あの時もし、俺がいなかったら。疑いもせずに小恋が玄関を開けてしまっていたら。
そう考えただけでゾッとするが、それはアキラさんも同じだろう。
波立つ気持ちのままため息をついた時、寝室の扉がノックされた。
東雲が顔を出す。
「少しわかってきました」
マンションの周辺には防犯カメラが随所に設置してある。管理会社のカメラだけではなく、こんな時のために俺たちがつけたものだ。
車には見張りがひとり、襲ったやつらはふたり。計三人。そこまではすぐにわかった。
「探ってみましたがどこの組にも所属はしていないですね。

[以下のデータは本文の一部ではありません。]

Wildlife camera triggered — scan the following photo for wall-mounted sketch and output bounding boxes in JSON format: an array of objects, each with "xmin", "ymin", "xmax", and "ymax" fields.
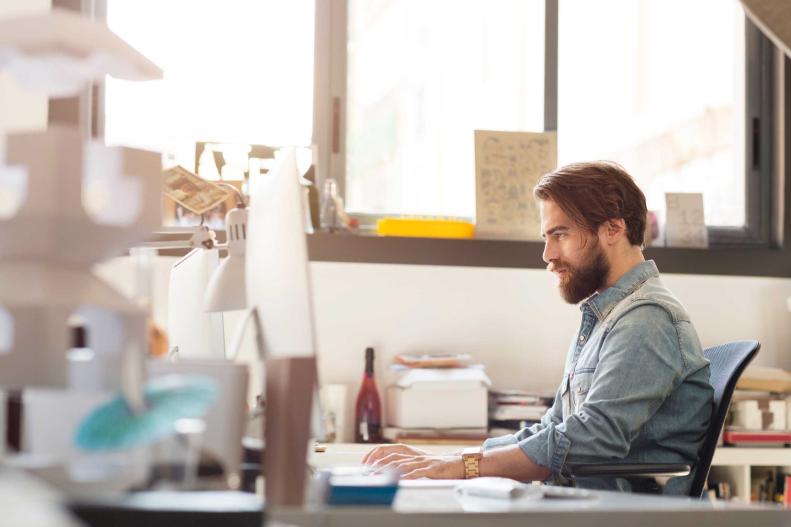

やはり素人の仕業でしょう。車は盗難車、乗り換えた先以降は調査中です」
「そうか」
明日一日だけ会社を休む。
幸いそのまま土日を迎えるからなんとかなるだろう。主治医は最低でも五日は休んだほうがいいと言ったが、三日も休めば十分だ。あまり動かなければ傷口が開いたりはしない。
「パーティまでには、とっ捕まえたいな」
「ええ」
創立記念パーティの妨害が目的かもしれませんねと言ったのは東雲だが、俺もそう思っている。

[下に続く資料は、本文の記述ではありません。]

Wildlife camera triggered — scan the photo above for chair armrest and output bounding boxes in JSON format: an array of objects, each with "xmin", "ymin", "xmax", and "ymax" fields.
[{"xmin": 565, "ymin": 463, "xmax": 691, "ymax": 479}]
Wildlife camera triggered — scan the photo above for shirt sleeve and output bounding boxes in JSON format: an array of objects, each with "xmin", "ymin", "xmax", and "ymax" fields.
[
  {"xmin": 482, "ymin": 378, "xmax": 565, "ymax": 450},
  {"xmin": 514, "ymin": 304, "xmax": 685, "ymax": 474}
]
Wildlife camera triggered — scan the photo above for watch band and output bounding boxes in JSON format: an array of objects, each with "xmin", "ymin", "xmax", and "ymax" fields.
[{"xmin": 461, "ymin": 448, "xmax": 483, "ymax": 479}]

一週間後、開催する会社の創立二十周年の記念パーティで、俺が副社長に就任する発表をする予定になっている。
恐らくはそれを阻止したい何者かの仕業。
そう考えるのが妥当だ。
ただ、プロの仕業ではないだろう。
油断したせいで切られはしたが、動きも鈍かったしナイフの使い方もやり口からみても中途半端だった。
白竜の若頭、渡利が言っていたカタギのクズだろうか。
だとしたらそれは誰だ。社長の座を狙う常務? それとも同業他社のやつ?
また扉がノックされて八雲が顔を出した。
「櫻子さんとアカリさん、とりあえず変わった様子はないそうです」
あのふたりは、俺の女だと思われている。狙われる可能性は小さくない。
「そうか。とりあえず護衛は強化しておくことにして、あとは……」
脳裏に浮かぶのは小恋。
「森村さんについてはアキラさんにお任せするとして」
さらりと東雲にかわされた。
まあ実際その通り、アキラさんに任せるのが最良の選択に違いないが……。